Queen guitarist Brian May today announced his opposition to the killing of 200 Canada geese in the Lake District.
May, whose organisation, Save Me, campaigns for better treatment of animals, spoke out strongly against plans for a cull of the birds on Lake Windermere in Cumbria.
"The proposed cull of Canada geese in Windermere is the latest in a string of bad decisions to perceived problems relating to wild animals," he said.
"The current climate of ignorance leads many people in authority, responding to the first complaint about an inconvenience or a loss in income, to reach for the gun.
"There is no need for me to comment about the multiple trumped-up bits of supposed scientific evidence offered to support this very ill-considered decision."
The Windermere Geese Management Group, made up of representatives from leading conservation organisations, landowners and scientific bodies, recently looked at the alleged damage being caused by Canada geese, which are a non-native species of bird on Windermere and other lakes such as Coniston and Grasmere.

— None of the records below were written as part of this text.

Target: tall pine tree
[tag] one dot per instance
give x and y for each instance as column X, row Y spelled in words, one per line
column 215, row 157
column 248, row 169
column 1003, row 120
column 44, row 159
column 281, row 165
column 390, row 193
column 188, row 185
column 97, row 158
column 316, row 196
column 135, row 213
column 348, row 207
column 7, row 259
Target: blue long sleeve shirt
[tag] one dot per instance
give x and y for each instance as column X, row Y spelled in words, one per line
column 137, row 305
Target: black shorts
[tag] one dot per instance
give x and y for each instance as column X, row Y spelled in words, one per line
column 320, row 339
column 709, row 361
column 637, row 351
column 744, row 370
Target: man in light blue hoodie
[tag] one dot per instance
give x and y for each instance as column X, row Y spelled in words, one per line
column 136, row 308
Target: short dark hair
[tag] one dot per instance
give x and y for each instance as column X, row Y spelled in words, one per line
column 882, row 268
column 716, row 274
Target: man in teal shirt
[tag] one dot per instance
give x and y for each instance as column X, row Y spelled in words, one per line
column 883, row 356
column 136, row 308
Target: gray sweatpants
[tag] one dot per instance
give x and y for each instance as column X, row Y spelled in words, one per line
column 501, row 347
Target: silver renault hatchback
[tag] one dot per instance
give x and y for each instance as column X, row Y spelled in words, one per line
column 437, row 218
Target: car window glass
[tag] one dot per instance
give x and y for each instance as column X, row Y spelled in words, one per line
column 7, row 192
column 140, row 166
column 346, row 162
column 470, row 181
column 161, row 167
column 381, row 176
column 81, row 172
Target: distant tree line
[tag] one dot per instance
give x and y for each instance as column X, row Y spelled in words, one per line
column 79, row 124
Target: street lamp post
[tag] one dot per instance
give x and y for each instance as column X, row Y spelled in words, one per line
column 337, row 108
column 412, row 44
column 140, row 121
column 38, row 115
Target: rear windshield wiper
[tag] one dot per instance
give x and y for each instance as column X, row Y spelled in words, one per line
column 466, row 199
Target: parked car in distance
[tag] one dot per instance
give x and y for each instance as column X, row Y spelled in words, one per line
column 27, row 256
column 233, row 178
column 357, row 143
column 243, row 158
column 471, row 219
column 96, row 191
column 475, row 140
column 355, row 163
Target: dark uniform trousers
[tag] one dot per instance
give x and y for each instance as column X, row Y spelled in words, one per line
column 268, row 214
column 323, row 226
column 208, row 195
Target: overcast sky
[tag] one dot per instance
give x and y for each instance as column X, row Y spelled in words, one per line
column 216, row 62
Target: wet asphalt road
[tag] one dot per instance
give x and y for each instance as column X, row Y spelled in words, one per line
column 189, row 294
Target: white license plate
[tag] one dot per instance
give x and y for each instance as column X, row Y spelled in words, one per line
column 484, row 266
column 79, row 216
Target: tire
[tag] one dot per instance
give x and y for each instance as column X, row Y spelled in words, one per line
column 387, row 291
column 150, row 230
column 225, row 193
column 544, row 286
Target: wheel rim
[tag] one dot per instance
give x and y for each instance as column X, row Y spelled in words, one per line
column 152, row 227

A meeting of the body voted unanimously in favour of exploring the possibility of a controlled cull of around 200 Canada geese this spring.
There are estimated to be around 1,200 Canada geese on Windermere and it is argued the cull would improve the water quality of the lake, help with land management, address concerns about the impact on farming and protect tourist activities.
It is claimed the birds are responsible for polluting the lake with phosphates in their droppings and causing damage through grazing.
But animal charities say fertiliser run-off from local farms, sewage and detergents and dishwasher tablets from local households are all major contributors.
May added: "This decision needs to be reversed, but not just because of the lack of scientific justification. There is a bigger picture. We have to start realising that all sentient creatures are worthy of respect.
"Every animal has a life. Every creature matters.
"The order for this cull must be rescinded now, and some proper thought given to what action is needed, if any."
However, Windermere ranger Steve Tatlock said: "We understand that this is an emotive issue.
"If a cull does take place it will be carried out to the highest possible professional standards.
"We will endeavour to cause as little inconvenience as possible to residents, visitors, and lake users.
"We are instigating this project - with our partners - with the aim of improving the quality of Windermere's waters and surrounding environment."